Корректируя тезис Е.А. Вишленковой об определяющем влиянии экуменизма на создание ГУ ДДИИ, П. Верт рассматривает его в ином, более прозаическом, но и более насыщенном контексте – как часть длительного процесса «институционализации конфессиональных различий», отнюдь не оборвавшегося после победы «православной партии» над Голицыным и его последователями в 1824 году. Такой подход, как мне представляется, имеет немало общего с концепцией, излагаемой в настоящем исследовании. В большей степени, чем мистические искания царя и его советников, на сосредоточение управления неправославными (а в 1817–1824 годах всеми) верами в одном секулярном ведомстве повлияла программа рационализации правительственных функций, которую инициировал М.М. Сперанский. Учреждение ГУ ДДИИ было частью министерской реформы 1802–1811 годов. При этом у него существовал чуть более ранний аналог в наполеоновской системе управления, служившей Сперанскому, как известно, источником вдохновения и конкретных заимствований при проектировании административных преобразований. В 1801 году во Франции начинает создаваться структура, которая через несколько лет откристаллизуется в министерство вероисповеданий (le minist?re des сultes)[119].

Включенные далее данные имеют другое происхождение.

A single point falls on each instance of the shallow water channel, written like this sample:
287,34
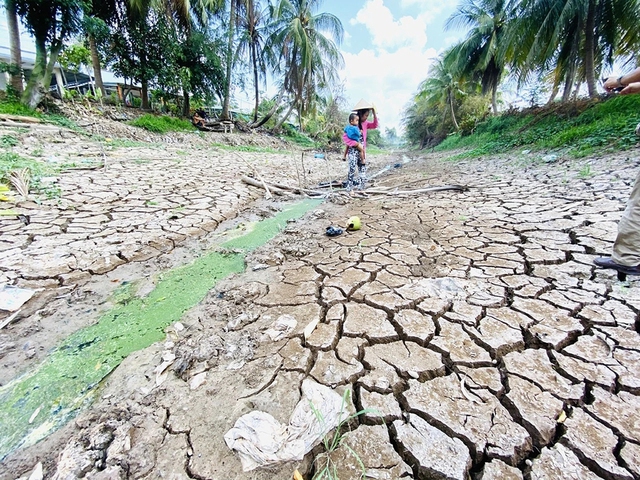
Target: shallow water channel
42,400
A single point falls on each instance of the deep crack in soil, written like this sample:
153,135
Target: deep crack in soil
471,326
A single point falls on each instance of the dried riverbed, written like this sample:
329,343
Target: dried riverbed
473,323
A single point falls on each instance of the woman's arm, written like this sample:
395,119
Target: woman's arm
348,141
374,124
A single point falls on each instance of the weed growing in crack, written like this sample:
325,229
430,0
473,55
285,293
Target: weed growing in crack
586,172
326,469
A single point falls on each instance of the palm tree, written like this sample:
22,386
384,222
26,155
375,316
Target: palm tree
14,40
50,23
301,54
442,87
573,39
229,59
483,50
251,26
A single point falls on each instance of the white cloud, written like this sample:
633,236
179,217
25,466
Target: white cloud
388,74
389,80
388,33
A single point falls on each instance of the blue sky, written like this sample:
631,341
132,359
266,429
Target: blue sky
388,48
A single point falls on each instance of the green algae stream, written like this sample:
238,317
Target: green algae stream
40,401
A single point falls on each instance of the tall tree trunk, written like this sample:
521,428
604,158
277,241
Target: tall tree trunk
284,118
95,62
268,116
144,93
453,115
255,82
41,74
554,93
14,40
589,46
494,99
186,104
227,86
568,83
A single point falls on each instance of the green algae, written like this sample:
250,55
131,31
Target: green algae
42,400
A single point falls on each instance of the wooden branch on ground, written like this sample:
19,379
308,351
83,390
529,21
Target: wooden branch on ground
459,188
264,184
19,118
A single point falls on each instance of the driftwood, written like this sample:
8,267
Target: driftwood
377,191
19,118
256,183
279,188
257,174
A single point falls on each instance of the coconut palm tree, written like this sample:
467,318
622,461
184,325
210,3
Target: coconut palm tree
251,29
50,23
442,87
483,51
573,39
302,49
14,41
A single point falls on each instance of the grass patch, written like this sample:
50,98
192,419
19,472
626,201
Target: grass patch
245,148
162,124
578,129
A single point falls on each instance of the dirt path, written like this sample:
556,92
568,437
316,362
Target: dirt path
473,323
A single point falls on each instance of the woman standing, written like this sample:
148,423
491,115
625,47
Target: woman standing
357,162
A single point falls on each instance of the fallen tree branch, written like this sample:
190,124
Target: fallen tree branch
459,188
257,174
263,185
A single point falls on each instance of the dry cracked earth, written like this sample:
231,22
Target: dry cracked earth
471,328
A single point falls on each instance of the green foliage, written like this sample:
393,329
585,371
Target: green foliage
7,141
162,124
295,136
12,107
578,129
325,466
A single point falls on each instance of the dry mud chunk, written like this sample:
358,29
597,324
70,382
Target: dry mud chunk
537,409
580,371
347,281
560,462
534,365
594,444
330,371
379,407
619,411
415,326
373,447
497,470
436,455
388,363
365,321
499,337
476,417
460,347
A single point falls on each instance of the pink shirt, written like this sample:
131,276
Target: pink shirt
365,126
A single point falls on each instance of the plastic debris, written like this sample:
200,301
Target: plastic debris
334,231
353,223
261,440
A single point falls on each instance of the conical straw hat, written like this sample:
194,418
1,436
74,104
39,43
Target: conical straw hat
363,105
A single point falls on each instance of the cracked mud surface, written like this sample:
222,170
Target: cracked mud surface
474,323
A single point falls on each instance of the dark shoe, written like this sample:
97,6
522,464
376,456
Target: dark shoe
606,262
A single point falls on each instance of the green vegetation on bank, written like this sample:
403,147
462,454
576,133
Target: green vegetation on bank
163,124
577,129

К 1810 году под его ферулой сложился конфессиональный «четырехугольник», который составляли римско-католическая церковь, лютеранская и реформатская церкви и – после упомянутого выше созыва Синедриона – иудаизм. Такая организация, подобно своему аналогу в России, требовала платить за избранность предоставлением светской власти большего влияния на религиозную жизнь. По словам одного из исследователей наполеоновского устройства государственной опеки над конфессиями, «для всех четырех религий парадокс участия в этом религиозном установлении был приемлем как способ расширить свою свободу. Игнорирование или исключение других религий способствовали укреплению системы»[120].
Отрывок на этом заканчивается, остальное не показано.